Happy (almost) Valentine’s Day! In the spirit of this holiday I’m writing a fun post on how to survive marriage to a Type A wife. Disclaimer: I’m neither a marriage nor relationship expert. In fact, my husband is the only man I’ve had a long term (over 1 year) relationship with! These are just some observations I’ve made about myself and marriage over the past few years. I hope you have some fun with it!
Let’s just get this out there…I am a Type A wife. To be completely honest, I really do enjoy a lot of the personality traits that make me Type A, like my competitive drive, discipline to succeed, and how considerate I am of my loved ones. This temperament, however, doesn’t always make for the most harmonious home. Here are a few things to know about us Type A wives:
1. WE LOVE BEING IN CONTROL, AND THAT’S NOT GOING TO CHANGE!
So here’s the thing, Type A’s crave order and would create a plan to account for every minute of the day, if only time allowed! It’s because we are very uncomfortable with uncertainty, and excessive free time, which can seem like we’re not being productive (another obsession of alphas). Fortunately, most Type A wives realize that we can’t control everything, especially one married for more than a week, or has kids. Here’s a little secret: we want to be in control in every area of our lives, BUT NOT IN OUR MARRIAGE! Most of us are bossy babes (cue Kelis’ I’m Bossy soundtrack), but we want our husbands to lead. The trick is to provide us with some much needed balance, but come armed with a solid plan! Type A wives are more likely to release the reigns of control when we see a well though out plan from the hubs. Greg knows there’s a stronger chance I’ll be agreeable to one of his proposals when he already has the answers to the questions he knows I’m gonna ask.

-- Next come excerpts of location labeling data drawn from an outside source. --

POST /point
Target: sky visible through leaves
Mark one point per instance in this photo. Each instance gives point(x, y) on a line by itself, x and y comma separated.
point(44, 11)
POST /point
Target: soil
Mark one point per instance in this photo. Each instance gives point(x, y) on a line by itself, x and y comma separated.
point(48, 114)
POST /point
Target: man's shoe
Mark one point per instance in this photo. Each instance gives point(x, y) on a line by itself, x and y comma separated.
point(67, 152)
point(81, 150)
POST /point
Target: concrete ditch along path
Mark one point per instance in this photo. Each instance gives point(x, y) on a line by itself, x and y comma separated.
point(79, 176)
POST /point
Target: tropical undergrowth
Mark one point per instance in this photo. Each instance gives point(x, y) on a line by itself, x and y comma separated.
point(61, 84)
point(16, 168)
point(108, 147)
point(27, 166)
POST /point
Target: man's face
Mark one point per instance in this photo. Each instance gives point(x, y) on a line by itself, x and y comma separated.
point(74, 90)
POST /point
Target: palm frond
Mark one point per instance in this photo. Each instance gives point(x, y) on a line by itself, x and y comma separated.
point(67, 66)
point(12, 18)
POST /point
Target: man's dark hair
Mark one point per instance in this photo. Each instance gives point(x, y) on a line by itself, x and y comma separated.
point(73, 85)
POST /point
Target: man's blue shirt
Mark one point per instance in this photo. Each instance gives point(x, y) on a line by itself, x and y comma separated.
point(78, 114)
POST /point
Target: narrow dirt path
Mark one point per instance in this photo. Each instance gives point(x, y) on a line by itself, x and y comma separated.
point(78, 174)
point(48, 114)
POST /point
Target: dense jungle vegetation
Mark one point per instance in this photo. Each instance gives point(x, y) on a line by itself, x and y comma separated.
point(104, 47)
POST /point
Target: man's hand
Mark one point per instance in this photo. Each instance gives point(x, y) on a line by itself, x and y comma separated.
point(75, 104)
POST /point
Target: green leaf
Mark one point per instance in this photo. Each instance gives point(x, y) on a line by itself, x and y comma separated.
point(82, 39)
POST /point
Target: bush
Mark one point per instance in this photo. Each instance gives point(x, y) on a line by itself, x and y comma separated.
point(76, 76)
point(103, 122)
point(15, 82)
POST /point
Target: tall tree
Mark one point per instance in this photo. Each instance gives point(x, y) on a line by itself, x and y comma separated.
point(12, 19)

2. TYPE A WIVES LOVE ATTENTION, SO GIVE IT TO US
All women love attention. Heck, everyone loves attention! But what I’m talking about here is attentiveness. Pay real attention to us, SEE us! Sure, I love it when Greg says “oh, that’s a hot outfit”, or when he ogles me when I’m sauntering around our bedroom sans clothes. What really gets me googly eyed about him though, is when I see him making an effort to anticipate my needs, and fulfill them. That tells me he’s been listening to me, which in turn makes me feel valued by him. It’s especially important for a Type A wife to feel valued by her husband, that all of our efforts to make our family life perfect, matter to him too.
3. KNOW WHEN TO HOLD ‘EM, KNOW WHEN TO FOLD ‘EM, KNOW WHEN TO WALK AWAY…
I won’t finish the line to that Kenny Rogers’ song. Even though most Type A wives have a little ‘crazy’ in us, hopefully there’s no running away from us! I saved this one for the last because it’s just something husbands will have to learn over time. With lots and lots of patience, and consistent practice of the above, husbands of Type A wives can learn when to leave us be, when to “check” us, and when to hold us down. And hopefully we’re not making it too hard for them by giving them cues when they get it right.
There’s no doubt that marriage is hard, no matter your personality trait. And none of the above will matter if you both don’t want to be together and aren’t willing to fight for what you have.